Die Skispringerinnen um Olympiasiegerin Carina Vogt mussten sich dem Wind beugen
Carina Vogt schloss den Weltcup in der vergangenen Saison auf Platz 27 ab © getty

Carina Vogt verpasst im Skspringen die erste WM-Medaille, ist aber zufrieden. An "Sarah und Sara" gibt es kein Vorbeikommen.

Predazzo - Als die neue Weltmeisterin Sarah Hendrickson auf den Schultern ihrer Teamkolleginnen durch das Stadion getragen wurde, hatte auch Carina Vogt ihr Lächeln wiedergefunden.

"Ich war zuerst etwas enttäuscht. Aber es ist ein guter fünfter Platz geworden. Die ersten Drei haben es verdient", sagte Deutschlands beste Skispringerin, nachdem sie das Podest bei der WM in Val di Fiemme knapp verpasst hatte.

Nach Flügen auf 99,5 und 96,0 Meter fehlten am Ende mit 225,4 Punkten nur 11,8 Zähler zu Rang drei und einem echten WM-Coup.

Ärger über den zweiten Sprung

Besonders mit dem zweiten Sprung haderte die 21-Jährige, die vor zwei Wochen in Japan als Dritte erstmals auf einem Weltcup-Podium gestanden hatte.

"Der Sprung war leider zu spät, und ich konnte nicht mehr angreifen. Ich habe da einige Meter liegen lassen", sagte die 21-Jährige, die gleich das nächste Ziel in Angriff nahm:

"Ich freue mich jetzt auf den Mixed-Wettbewerb am Sonntag. Ich möchte Lillehammer wiedergutmachen." Beim bislang einzigen Mixed-Weltcup hatte Vogt zu Saisonbeginn gepatzt, ihretwegen hatte das DSV-Team einen Podestplatz verpasst.

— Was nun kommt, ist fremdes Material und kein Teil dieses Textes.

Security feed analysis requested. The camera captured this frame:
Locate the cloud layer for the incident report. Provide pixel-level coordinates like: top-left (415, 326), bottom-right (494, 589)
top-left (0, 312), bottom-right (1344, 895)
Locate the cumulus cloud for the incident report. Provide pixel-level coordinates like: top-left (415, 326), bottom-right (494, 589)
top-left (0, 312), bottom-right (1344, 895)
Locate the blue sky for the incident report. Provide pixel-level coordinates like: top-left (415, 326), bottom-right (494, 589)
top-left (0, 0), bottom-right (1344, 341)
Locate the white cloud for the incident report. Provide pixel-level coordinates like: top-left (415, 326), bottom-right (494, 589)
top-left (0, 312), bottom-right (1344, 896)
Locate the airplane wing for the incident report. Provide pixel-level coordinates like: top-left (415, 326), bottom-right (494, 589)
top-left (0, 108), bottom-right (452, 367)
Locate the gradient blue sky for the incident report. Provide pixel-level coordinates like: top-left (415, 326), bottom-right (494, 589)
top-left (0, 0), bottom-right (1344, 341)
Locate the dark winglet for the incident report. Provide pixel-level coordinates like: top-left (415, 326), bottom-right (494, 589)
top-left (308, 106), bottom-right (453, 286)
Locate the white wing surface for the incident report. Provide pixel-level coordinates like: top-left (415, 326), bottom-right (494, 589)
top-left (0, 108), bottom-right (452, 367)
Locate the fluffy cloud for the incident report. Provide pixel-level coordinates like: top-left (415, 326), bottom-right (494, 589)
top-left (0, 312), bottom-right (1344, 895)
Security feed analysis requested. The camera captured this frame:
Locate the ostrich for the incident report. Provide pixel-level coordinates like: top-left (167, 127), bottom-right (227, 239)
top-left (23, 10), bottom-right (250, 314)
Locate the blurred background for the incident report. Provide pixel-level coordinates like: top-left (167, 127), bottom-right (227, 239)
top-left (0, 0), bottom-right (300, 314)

18-Jährige vor 16-Jährigen

Kein Kraut gewachsen war wie schon im gesamten Winter gegen "Sarah und Sara": Die 18 Jahre alte Amerikanerin Sarah Hendrickson gewann mit Flügen auf 106,0 und 103,0 Meter mit 253,7 Punkten knapp vor der 16-jährigen Sara Takanashi (Japan/251,0).

Bronze in der ab 2014 olympischen Sportart holte sich mit deutlichem Rückstand Jacqueline Seifriedsberger aus Österreich (237,2).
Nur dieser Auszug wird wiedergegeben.